Temyiz Çağına Gelen Çocuğun Anne ile Baba Arasında Muhayyer Bırakılmasının Hikmeti
Temyiz çağından Önce çocuğun bakım ve gözetimi hususunda annenin babaya tercih edilmesinin sebeplerini izah etmiştik. Ayrıca mümeyyiz olan çocuğun hadane´(.=hâk\m ve gözetim) devresinin bittiğini de söylemiştik.
Temyiz çağına gelmeyen çocuk anne gözetimine muhtaçtır. Bu hususta baba veya başka bir erkek annenin yerini tutamaz.
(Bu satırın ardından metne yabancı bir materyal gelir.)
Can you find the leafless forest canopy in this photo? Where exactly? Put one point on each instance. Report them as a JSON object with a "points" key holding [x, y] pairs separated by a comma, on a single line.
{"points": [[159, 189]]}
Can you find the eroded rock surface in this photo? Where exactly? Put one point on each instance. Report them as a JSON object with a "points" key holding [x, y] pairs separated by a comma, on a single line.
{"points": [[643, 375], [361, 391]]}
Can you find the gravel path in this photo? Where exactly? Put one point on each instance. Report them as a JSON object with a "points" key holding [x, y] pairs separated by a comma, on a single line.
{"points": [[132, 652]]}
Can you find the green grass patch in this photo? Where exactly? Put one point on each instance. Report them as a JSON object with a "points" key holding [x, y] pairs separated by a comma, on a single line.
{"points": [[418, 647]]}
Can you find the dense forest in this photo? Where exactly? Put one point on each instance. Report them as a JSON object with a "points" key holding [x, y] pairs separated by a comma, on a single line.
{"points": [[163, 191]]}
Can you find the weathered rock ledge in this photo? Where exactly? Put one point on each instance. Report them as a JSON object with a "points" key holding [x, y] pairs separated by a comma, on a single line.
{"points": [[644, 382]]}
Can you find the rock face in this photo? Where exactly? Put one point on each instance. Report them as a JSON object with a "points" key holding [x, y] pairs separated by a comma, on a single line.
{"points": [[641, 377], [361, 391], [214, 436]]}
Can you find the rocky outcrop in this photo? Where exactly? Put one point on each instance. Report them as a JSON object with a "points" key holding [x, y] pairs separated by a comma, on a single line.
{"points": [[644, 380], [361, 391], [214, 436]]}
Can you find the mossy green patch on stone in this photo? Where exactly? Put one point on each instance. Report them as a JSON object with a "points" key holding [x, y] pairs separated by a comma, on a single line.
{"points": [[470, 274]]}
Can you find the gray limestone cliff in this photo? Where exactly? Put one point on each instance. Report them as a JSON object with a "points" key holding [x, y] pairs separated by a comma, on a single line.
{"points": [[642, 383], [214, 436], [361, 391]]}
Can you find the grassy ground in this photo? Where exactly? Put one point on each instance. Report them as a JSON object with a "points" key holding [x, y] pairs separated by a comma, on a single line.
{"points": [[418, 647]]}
Ancak temyiz yaşına gelen çocuğun kefaleti farklıdır; bu devrede, anne ile baba arasında fark yoktur. Çünkü temyiz yaşına gelen çocuk, işlerinin çoğunu tek başına yapabilir, aklı da çok çabuk gelişir. Bu nedenle temyiz yaşma gelen çocuğu, annesini veya babasını tercih etmesi hususunda serbest bırakmak daha uygundur.
Çocuğun Bakım ve Gözetimini Üstlenen Kişide Bulunması Gereken Şartlar.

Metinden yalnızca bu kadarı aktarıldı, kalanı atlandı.